Where claude-mem wins

  • Broader auto-capture — captures all tool calls including MCP tools from third-party servers.
  • Web viewer — real-time memory browser at localhost:37777.
  • One-command installnpx claude-mem install vs manual MCP config.
  • Larger community — more stars, Discord, extensive documentation site.

The fundamental difference

Traditional memory asks "what happened?" — Cortex asks "what matters?"

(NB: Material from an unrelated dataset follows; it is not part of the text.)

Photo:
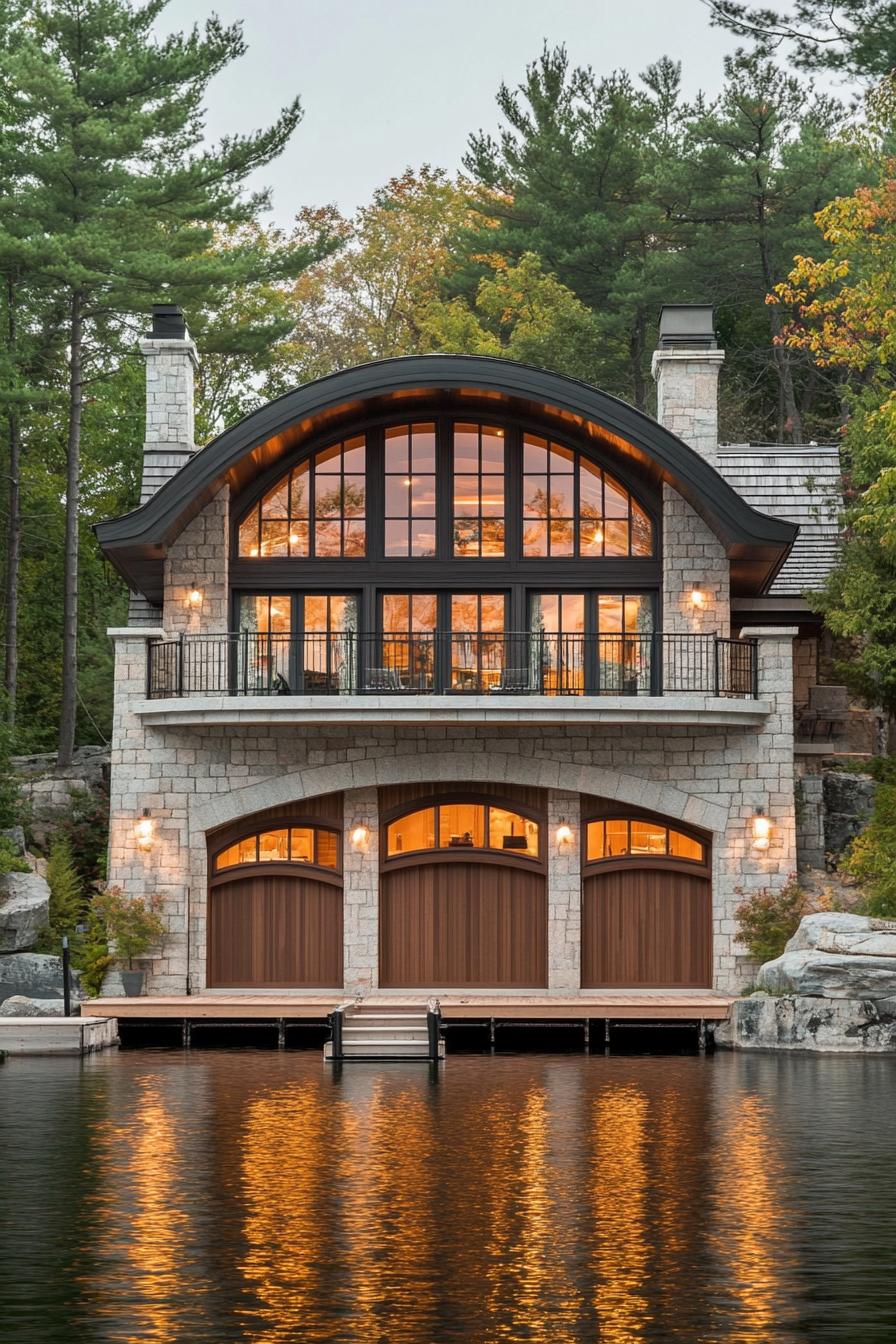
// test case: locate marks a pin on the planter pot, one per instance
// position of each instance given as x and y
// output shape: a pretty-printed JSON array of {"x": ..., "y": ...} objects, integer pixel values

Traditional solutions observe and replay. Cortex understands, structures, and retrieves surgically. The result: fewer tokens, more relevant answers, and a knowledge graph that grows smarter over time.


Benchmarks

With 10 stored memories (244 total tokens):

Depth Tokens returned Reduction Latency
facts 82 66% ~10ms
auto 82 66% ~10ms
full 244 0% ~12ms
Operation Latency
cortex_facts query 0.1ms
Graph traversal (2 hops) 0.2ms
Save (after model load) ~30ms

Run benchmarks yourself:

uv run python scripts/benchmark.py

Configuration

All behavior is customizable via ~/.cortex-claude/config.json:

{
  "recall": {
    "default_max_tokens": 200,
    "default_depth": "auto",
    "sufficiency": {
      "coverage_threshold": 0.7,
      "confidence_threshold": 0.6
    }
  },
  "embeddings": {
    "model": "all-MiniLM-L6-v2",
    "batch_size": 32
  },
  "facts": {
    "extraction_method": "local",
    "min_confidence": 0.5,
    "claude_fallback": false,
    "claude_confidence_threshold": 0.5
  },
  "decay": {
    "lambda": 0.05,
    "recalculate_interval_hours": 6,
    "min_score": 0.01
  },
  "deduplication": {
    "similarity_threshold": 0.92,
    "merge_strategy": "append"
  },
  "scopes": {
    "mappings": {
      "/path/to/project-a": "project:a",
      "/path/to/project-b": "project:b"
    },
    "default": "global",
    "search_order": "project_first"
  },
  "storage": {
    "max_db_size_mb": 500
  }
}

All fields are optional. Defaults are used for anything not specified.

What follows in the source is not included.